Creación


Experiencia de la inscripción

Ya nos quieren correr

Cuando llegué había alrededor de 66 personas, entre hombres y mujeres. El hospital era igual que ahora. Lo único que ha cambiado es la pintura y se han renovado los techos, sobre todo donde dan consulta. Tengo entendido que un empresario construyó el hospital aunque otros dicen que el fundador es el Doctor González. Creo que le llamaron leprocomio porque había bastantes enfermitos de la lepra. Aunque no sé quién lo construyó, tengo entendido que primero le llamaron Verdecruz y luego Hospital Gonzalo González. En aquél entonces el hospital brindaba servicios de curaciones, medicina, los alimentos que siempre nos dan. Cuando llegué, el director era el Dr. Naranjo. Viviendo aquí, había ocasiones que nos trataban bien, pero a veces sí se despreocupaban de la medicina.

No pudimos tener esa vida

Nosotros no hemos buscado la enfermedad, a nosotros nos la puso Dios. Si fuéramos sanos, no estaríamos aquí. Estando sana, sin la enfermedad, tendría las manos bien, la cara bien. Pero tengo la enfermedad y nosotros no tenemos trabajo. A esta edad no se puede conseguir un trabajo. ¿Cómo vamos entonces a sobrevivir afuera? La gente de nuestras familias no tiene ni para ella. Y también ya cada cual tiene su responsabilidad. ¿Cómo van a hacerse cargo de nosotros? Si no tienen ni cómo hacerlo, ni con qué. Antes de caer en esta enfermedad, uno tenía un hogar, una vida hecha. Pero todo se fue, todo lo dejamos. Entonces, este hospital ha sido nuestro hogar, nuestro mundo.

Mi hijo nunca se enteró

Yo no tenía espejo. Trabajaba muchísimo, con las viejitas, ayudándoles en los servicios. Un buen día, por algún motivo, me encontré un espejo y me miré. Mi cara era negrita, negrita.
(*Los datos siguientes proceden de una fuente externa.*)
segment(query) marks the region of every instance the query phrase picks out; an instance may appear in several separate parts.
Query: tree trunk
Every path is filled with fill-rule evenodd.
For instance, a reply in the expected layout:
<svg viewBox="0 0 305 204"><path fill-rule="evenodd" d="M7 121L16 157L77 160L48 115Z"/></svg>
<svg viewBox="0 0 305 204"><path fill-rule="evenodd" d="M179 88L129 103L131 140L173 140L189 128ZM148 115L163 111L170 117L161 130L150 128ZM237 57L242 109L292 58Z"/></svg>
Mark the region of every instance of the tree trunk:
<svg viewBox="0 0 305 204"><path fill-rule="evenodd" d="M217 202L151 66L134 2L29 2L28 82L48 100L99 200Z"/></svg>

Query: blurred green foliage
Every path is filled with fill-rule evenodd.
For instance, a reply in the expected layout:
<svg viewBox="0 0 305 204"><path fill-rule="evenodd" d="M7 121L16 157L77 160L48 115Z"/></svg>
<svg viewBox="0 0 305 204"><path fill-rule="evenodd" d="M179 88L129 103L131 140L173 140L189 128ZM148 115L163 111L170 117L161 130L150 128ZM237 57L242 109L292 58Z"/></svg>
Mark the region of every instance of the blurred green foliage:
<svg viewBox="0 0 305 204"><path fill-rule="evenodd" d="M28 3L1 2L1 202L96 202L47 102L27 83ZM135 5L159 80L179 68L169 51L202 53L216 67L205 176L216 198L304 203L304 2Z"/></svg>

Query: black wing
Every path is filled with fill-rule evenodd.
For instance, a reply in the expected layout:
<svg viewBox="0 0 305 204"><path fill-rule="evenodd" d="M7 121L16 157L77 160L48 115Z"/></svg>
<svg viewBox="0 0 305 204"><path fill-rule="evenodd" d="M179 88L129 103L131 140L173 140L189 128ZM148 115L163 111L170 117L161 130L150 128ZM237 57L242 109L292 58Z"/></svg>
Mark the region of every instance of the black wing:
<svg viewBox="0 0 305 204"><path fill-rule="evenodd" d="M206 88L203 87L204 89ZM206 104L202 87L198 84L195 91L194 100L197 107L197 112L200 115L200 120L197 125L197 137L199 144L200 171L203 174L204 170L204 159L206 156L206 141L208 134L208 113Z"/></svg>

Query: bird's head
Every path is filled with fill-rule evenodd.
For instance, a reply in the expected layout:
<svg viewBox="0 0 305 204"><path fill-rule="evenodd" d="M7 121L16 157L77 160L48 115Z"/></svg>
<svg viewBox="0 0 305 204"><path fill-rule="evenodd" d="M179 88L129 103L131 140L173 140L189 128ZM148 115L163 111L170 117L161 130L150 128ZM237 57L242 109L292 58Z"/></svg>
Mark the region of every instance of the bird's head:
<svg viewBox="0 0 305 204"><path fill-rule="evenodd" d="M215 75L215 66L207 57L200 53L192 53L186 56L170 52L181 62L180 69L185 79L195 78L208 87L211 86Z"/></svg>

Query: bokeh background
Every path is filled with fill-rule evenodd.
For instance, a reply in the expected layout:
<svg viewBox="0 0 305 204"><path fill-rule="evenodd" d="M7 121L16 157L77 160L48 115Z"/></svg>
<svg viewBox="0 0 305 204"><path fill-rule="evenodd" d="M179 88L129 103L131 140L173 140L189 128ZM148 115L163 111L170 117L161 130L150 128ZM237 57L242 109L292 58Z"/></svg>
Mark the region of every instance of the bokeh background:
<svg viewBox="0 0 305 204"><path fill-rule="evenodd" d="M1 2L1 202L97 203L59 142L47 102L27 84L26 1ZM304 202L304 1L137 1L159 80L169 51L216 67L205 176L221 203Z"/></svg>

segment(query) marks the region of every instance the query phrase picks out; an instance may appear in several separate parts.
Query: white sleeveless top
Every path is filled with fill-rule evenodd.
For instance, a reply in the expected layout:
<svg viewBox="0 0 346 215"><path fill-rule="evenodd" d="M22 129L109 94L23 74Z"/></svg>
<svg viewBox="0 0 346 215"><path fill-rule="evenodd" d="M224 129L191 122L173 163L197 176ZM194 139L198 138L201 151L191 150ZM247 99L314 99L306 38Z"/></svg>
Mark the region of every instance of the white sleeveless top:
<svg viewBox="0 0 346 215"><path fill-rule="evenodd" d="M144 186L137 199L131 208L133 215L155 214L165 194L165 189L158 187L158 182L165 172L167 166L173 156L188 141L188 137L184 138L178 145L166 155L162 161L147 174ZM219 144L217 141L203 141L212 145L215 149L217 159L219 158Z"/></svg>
Era el efecto de una de las pastillas que se toma en el tratamiento. Esa pastilla hace a la persona muy negrita pero al mismo tiempo le cura la enfermedad. Después de un tiempo, uno retoma el color. Entonces al mirarme al espejo me dije: Se acabó mi vida, se acabó todo. Todo, todo, todo, todo. Ya no tengo familia, no tengo a nadie. Me preguntaba: ¿Cómo voy a ir a mi tierra así, negra, me van a preguntar qué tengo? Y ahí ¿qué les digo? Entonces, mi esposo—pues, lo es ahora—me dijo: No se preocupe, va a salir del problema. Yo conozco mucho. Uno se blanquea, y no le van a quedar secuelas de la enfermedad. Esa motivación me ayudó a salir adelante.

Un paciente con derechos

 Todos ellos respondieron que sí, que ¿cómo no íbamos a ganar si nos tienen encerrados, privados de nuestra libertad como presos? Eso me ayudó a entender que el Estado debe de responder por la libertad del paciente. Porque nunca nos dijeron: Ustedes son pacientes que están con tratamiento, salgan a estudiar, salgan a trabajar. No hubo esa libertad, sobre todo antes. Los que trabajamos aquí es porque somos muy valientes. No teníamos siquiera permiso para estudiar. Eso me enerva tanto hasta ahora. Es que no querían darnos el espacio para que como pacientes nos diéramos cuenta de lo que estaba pasando, querían que siguiéramos siendo bobitos, ingenuos. Es decir, que no nos preparáramos porque íbamos a darnos cuenta de lo que estaba pasando.

La guerra

 La gente emprendía poco, trabajaba poco. No había mucha iniciativa. Pero pasaba también que, si había dinero—lo que se llamaba «masita» por ejemplo, que cuando yo llegué eran como diez sucres diarios—pues la gente se conformaba con eso. Había muchos padres de familia aquí, tenían que pagar el estudio a los hijos y ese dinero ayudaba para eso. También ayudaba para la alimentación, el vestido, un par de zapatos, etcétera. Luego la masita aumento a 300 sucres al mes. La persona que hacía algún trabajo como el que yo hacía, recibía 600 sucres, más los 300 que se recibía por persona, pues ya eran 900 sucres al mes.